The presentation ceremony took place on November 26—very appropriately—in the national headquarters of the AFL-CIO, whose president, Richard L. Trumpka, was himself president of the UMWA (1982-1995).
Miners from all across the U.S. rallied to the cause, creating a veritable love fest, or, solidarity fest.
The World Peace Prize laureate is the remarkable young leader Levi Allen, International Secretary-Treasurer.
Mr. Allen comes from a long tradition of UMWA coal miners. Born in Franklin County, Pennsylvania, on July 6, 1981, Levi was raised in Moundsville, West Virginia.
Levi was recognized as a rising talent in the UMWA and was hired by President Roberts onto the International Staff in 2015. He became the Executive Assistant to the International Secretary-Treasurer in January 2017 and assumed the duties of the International Secretary-Treasurer on July 1, 2017.
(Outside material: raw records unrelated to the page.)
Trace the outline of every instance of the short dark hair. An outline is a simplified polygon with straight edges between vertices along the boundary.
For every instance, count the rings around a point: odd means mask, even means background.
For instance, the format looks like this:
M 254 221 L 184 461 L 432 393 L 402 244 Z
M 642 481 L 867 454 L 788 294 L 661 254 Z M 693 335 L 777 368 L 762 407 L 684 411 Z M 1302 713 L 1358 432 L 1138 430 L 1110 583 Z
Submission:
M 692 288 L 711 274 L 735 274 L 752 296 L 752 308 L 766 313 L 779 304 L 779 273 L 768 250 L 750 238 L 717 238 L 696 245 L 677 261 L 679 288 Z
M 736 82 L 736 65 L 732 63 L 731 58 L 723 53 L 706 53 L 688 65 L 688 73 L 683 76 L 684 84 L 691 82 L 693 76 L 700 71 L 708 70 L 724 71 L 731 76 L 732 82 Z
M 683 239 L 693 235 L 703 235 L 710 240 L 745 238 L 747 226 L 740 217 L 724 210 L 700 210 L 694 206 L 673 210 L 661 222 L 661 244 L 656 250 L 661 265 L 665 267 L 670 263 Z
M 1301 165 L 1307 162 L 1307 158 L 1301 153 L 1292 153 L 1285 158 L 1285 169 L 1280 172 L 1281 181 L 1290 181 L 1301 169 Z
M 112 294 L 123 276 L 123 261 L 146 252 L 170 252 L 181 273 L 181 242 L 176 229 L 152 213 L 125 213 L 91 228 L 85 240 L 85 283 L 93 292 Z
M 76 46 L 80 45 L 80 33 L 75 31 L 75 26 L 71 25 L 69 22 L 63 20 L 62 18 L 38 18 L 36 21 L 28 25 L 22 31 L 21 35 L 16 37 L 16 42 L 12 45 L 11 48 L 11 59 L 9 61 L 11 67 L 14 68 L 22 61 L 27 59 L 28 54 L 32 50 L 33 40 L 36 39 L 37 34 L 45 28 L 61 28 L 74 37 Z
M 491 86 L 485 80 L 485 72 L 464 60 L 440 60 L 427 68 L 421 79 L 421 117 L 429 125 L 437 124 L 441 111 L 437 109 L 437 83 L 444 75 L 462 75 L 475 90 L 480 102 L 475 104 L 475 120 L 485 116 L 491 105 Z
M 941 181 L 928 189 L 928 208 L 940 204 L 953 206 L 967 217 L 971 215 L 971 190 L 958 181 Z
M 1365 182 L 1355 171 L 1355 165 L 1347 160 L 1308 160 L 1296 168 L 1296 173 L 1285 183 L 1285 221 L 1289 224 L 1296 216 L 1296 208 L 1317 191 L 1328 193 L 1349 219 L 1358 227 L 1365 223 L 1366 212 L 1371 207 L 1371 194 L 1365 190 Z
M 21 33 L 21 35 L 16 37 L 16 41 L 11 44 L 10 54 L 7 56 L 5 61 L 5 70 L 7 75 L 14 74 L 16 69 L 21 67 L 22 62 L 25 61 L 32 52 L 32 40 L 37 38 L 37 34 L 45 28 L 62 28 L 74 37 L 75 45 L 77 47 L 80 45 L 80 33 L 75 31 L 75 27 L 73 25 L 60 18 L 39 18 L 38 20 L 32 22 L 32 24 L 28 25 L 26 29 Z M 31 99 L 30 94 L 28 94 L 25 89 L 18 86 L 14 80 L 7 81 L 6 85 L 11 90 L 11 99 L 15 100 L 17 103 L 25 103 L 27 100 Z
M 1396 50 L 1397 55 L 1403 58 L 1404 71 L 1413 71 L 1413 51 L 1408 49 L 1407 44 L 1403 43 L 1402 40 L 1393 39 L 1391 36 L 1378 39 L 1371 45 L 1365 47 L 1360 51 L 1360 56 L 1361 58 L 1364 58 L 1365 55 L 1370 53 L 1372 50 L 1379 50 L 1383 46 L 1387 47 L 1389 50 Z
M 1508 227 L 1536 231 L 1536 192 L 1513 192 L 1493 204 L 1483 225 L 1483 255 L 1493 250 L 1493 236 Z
The Prize was presented by Fr. Sean McManus, president of the Capitol Hill-based Irish National Caucus and Chief Judge of the World Peace Prize. The presentation ceremony was chaired by Barbara Flaherty, Executive Vice President, Irish National Caucus, and a Judge on the World Peace Prize Awarding Council.
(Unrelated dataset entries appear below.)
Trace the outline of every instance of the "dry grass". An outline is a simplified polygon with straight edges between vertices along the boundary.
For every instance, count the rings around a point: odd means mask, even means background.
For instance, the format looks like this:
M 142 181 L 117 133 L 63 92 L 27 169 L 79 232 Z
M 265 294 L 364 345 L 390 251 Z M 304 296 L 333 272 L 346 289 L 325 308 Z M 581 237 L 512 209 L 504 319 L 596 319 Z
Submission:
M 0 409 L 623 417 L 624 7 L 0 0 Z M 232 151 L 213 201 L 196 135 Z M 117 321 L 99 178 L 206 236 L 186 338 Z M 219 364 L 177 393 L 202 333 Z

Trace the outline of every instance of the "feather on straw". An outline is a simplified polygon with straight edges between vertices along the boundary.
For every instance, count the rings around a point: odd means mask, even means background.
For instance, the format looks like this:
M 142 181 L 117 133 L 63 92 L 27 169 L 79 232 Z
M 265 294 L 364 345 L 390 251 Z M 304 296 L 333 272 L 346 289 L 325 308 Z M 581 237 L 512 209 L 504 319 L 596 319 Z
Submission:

The Interfaith and international Awarding Council is comprised of representatives of the world’s nine major religions: Judaism, Islam, Hinduism, Buddhism, Confucianism, Catholicism, Protestantism, Orthodox, and Zoroastrianism.
In his explanation of the World Peace Prize, Fr. McManus briefly referred to the Miners’ martyrs known as the Molly Maguires (1877-1879). He said: “According to historian Harold Aurand, it was ‘one of the most astounding surrenders of sovereignty in American history. A private corporation initiated the investigation through a private detective agency; a private police force arrested the alleged offenders; the coal company attorneys prosecuted them. The state only provided the courtroom and hangman.’ And some of the jury could not speak or understand English.”
Fr. McManus explained that social justice is the heart and center of the World Peace Prize:” That working for peace means, in fact, working for social justice. Without justice, there is no love. No Faith. No equality. No fairness. No decency. Without justice, there is no love of God, and, certainly, no love of neighbor… And that according to the Hebrew Bible and New Testament, and all the major world religions you cannot be a person of faith without doing justice. Furthermore, good people of no faith agree that without justice there can be no mutual respect or human decency. And Saint Pope John Paul reminds us that peace is the fruit of solidarity.”
Levi Allen was introduced by his boss, President Cecil E. Roberts. The legendary leader gave an inspiring, soulful and fulsome introduction of his young protégé.
Mr. Allen, in turn, brilliantly rose to the occasion. He expressed humility and honor in accepting the World Peace Prize; declared President Roberts as the very best Labor leader in the United States; urged Miners to believe they could win the struggle; and beautifully paid homage to his parents, wife, and five young children who were in attendance… And he wrapped it all up with a stirring rendition of “Country Road, Take Me Home,” while strumming his guitar.
Fr. Mc Manus concluded: “This was a most inspiring and touching event. I was most impressed by the Miners solidarity and honored to be in the presence of President Roberts and International Secretary-Treasurer Levi Allen.” END.